“La guerra espiritual no es una cuestión de poder… es una cuestión de verdad”. ¿Qué verdad? Saber quién sos y debajo de quién estás.
Ser cristiano no es simplemente una moda o un cambio de religión. Ser cristiano no es empezar a hablar distinto y adquirir nuevas costumbres. Ser cristiano no es solo un cambio de pensamiento y de filosofía de vida. Ser cristiano es todo eso, más un cambio de posición espiritual.
Cuando llegaste a Cristo hiciste una declaración de guerra —aunque ni te hayas enterado— contra las “huestes espirituales de maldad” (Efesios 6:12).
Ser cristiano no tiene una gama de colores; los distintos tonos de gris solo muestran en qué etapa del proceso estás, pero, en definitiva, estás o no estás.
Y cuando estás, esas fuerzas espirituales que se oponen a tu crecimiento no tienen más autoridad de la que Dios les permita o que vos aceptes. Ya lo vimos hace un tiempo atrás en “Armas para la Guerra Espiritual”: el diablo no tiene ninguna autoridad sobre vos y la Iglesia tiene toda autoridad espiritual para resistirlo y vencer sus ataques.
Pero si no sabés quién sos, si no sabés con quién estás, si no creés que Dios está por encima… entonces te va a derribar.

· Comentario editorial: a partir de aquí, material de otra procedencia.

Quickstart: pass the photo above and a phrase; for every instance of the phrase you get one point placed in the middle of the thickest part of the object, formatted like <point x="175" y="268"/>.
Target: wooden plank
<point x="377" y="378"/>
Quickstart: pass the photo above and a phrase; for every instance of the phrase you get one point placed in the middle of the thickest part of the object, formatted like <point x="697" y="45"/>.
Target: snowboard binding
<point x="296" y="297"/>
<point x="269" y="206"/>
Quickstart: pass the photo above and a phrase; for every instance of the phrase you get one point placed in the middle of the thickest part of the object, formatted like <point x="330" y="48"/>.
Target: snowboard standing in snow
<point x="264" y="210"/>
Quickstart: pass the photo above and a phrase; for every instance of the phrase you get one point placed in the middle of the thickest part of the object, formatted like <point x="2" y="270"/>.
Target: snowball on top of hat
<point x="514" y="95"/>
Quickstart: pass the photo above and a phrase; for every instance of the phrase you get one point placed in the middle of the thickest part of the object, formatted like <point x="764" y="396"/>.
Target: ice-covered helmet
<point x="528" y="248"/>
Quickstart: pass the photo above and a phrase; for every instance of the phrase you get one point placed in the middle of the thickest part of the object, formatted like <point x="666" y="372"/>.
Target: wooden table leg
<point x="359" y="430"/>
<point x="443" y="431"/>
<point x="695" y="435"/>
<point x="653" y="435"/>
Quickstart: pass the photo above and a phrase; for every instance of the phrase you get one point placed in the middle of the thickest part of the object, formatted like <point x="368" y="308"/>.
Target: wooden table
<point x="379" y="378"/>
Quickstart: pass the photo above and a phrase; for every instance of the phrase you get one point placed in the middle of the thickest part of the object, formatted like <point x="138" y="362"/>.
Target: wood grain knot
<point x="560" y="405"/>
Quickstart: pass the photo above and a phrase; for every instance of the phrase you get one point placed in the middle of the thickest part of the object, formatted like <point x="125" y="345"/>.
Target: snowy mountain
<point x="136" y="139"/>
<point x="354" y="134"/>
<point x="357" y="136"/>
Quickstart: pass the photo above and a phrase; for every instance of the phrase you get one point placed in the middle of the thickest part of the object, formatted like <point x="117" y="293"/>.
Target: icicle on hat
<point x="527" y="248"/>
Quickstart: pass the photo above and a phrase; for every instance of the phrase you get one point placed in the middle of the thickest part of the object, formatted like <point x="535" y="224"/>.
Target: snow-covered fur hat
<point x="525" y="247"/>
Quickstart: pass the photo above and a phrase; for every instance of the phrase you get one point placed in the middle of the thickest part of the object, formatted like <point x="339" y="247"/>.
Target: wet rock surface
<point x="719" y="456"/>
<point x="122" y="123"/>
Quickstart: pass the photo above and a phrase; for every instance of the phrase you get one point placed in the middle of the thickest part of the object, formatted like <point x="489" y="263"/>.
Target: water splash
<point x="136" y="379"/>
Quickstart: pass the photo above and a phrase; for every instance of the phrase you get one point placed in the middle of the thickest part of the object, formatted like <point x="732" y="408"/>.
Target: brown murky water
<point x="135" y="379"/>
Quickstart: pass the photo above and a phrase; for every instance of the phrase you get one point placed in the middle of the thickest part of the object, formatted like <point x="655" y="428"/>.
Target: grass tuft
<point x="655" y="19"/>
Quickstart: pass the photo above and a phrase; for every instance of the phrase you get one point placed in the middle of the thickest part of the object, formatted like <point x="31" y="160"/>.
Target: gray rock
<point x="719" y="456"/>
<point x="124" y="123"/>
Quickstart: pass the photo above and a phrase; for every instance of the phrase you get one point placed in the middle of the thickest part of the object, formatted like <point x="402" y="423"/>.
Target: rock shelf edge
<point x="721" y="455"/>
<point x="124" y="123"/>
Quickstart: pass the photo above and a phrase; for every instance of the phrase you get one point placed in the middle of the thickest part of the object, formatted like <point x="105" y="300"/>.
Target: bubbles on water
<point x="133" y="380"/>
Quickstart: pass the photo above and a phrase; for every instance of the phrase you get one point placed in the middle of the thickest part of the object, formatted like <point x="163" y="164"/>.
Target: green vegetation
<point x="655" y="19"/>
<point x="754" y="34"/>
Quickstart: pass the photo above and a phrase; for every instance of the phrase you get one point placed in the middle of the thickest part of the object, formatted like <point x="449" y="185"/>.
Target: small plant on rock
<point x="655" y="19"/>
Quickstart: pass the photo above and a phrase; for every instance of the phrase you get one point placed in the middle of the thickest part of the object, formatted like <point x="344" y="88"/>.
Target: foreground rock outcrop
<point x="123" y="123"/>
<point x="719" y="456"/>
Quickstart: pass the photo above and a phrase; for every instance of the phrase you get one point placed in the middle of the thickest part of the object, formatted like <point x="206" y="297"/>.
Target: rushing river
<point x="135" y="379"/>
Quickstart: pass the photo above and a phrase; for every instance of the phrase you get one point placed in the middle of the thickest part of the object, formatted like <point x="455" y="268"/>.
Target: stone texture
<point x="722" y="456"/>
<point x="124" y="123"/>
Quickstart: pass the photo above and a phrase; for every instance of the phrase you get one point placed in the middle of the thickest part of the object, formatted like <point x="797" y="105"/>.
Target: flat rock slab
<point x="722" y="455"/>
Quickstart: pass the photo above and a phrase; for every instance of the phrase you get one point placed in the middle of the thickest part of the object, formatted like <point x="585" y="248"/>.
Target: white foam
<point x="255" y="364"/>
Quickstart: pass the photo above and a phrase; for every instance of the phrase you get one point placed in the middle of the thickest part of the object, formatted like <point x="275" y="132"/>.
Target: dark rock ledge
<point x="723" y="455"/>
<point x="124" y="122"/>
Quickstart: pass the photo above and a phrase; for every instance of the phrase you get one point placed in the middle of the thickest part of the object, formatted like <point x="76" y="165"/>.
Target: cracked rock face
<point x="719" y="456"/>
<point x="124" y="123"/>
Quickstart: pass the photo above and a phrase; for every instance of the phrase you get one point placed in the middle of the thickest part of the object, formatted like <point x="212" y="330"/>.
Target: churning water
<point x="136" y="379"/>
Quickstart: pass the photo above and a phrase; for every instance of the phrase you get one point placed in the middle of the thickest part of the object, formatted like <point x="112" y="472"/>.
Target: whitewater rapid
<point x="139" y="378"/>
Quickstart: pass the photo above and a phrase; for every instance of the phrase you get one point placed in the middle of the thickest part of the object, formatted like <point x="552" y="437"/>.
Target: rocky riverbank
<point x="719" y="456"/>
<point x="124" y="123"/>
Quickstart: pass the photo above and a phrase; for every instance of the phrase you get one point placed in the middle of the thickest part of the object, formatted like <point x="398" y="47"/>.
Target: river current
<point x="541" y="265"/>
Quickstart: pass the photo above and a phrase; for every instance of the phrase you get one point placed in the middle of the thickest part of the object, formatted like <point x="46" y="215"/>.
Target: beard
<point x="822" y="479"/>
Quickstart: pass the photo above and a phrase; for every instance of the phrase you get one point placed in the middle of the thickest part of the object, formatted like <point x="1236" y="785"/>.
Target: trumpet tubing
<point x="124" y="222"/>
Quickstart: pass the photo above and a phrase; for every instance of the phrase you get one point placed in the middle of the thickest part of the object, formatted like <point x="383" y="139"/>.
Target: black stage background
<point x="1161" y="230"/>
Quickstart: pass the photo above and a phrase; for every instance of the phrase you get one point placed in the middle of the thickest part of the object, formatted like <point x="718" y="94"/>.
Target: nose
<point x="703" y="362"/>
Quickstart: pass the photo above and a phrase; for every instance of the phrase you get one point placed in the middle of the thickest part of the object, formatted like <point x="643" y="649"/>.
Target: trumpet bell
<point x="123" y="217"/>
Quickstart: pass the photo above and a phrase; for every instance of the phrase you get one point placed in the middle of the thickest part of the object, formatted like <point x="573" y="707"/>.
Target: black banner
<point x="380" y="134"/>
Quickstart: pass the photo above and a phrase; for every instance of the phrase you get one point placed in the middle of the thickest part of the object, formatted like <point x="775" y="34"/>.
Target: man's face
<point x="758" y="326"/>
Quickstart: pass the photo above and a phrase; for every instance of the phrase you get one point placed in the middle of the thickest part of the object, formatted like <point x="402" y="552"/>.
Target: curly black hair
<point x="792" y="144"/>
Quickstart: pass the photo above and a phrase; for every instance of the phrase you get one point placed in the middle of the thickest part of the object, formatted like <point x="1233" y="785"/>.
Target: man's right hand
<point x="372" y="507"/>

Hay cristianos que le temen a los demonios, a las brujas, a los hechiceros, a los “trabajos” de umbanda, a las maldiciones en general.
Si tuviera que hablarles como lo que sinceramente pienso, les diría: “¡¿Qué clase de Dios te creés que es Dios?!”
Pero no me parece correcto decir eso, así que solo te voy a decir: tenés que cambiar tu manera de pensar respecto del evangelio y respecto de Dios.
La maldición no tiene efecto sobre tu vida, porque “el maligno no te toca” (1 Juan 5:18).
La maldición no te llega porque ese día, el que recibiste a Cristo, recibiste una cobertura al mejor estilo de campo de fuerza o escudo de energía de las series de ciencia ficción.
Recibiste un antivirus —salvando las distancias y las malas comparaciones— que funciona como un súper firewall, impidiendo el ingreso y los ataques de elementos maliciosos externos.
La maldición no tiene autoridad sobre vos.
¿Te acordás de la historia de Balaam y su burra?
Resulta que el rey moabita le ofreció plata al “profeta” Balaam para que soltara una maldición sobre Israel. El profeta —ponele— dijo que solo podía decir lo que Dios le mandara decir. Pero igual fue.
Cuando hay plata…
Y cada vez que abría la boca para maldecir, salía una bendición.
Nehemías recuerda esto y dice:
“…le pagaron a Balaam para que pronunciara maldiciones contra ellos, aunque nuestro Dios convirtió la maldición en bendición.” (Nehemías 13:2)
La maldición no te llega. No porque no exista, ni porque no haya personas que quieran hacerte daño, sino porque Dios tiene autoridad para transformar aquello que fue enviado para mal en algo que termina siendo para tu bien.
¡Si supieran los que te maldicen el bien que te hacen!
Obviamente, repito: tenés que saber quién sos y quién es Él. Pero, dado este paso…
“Bienaventurados serán ustedes cuando por mi causa los insulten y persigan, y mientan y digan contra ustedes toda clase de mal. Gócense y alégrense, porque en los cielos ya tienen ustedes un gran premio…” (Mateo 5:11-12).
La maldición no tiene la última palabra sobre vos.
Y de paso te recuerdo: como creyente en Cristo, no vivís bajo una maldición generacional. Cristo nos redimió de la maldición de la ley (Gálatas 3:13), y cada persona responde delante de Dios por su propio pecado (Ezequiel 18:20).
No le tengas miedo a “lo que pueda hacer el hombre” (Salmo 18:6). Y mucho menos vivas bajo el temor de una amenaza diabólica.
Te regalo, para terminar, uno de mis favoritos:
Ninguna arma forjada contra vos prosperará… y condenarás toda lengua que se levante en juicio contra tu vida.” (Isaías 54:17).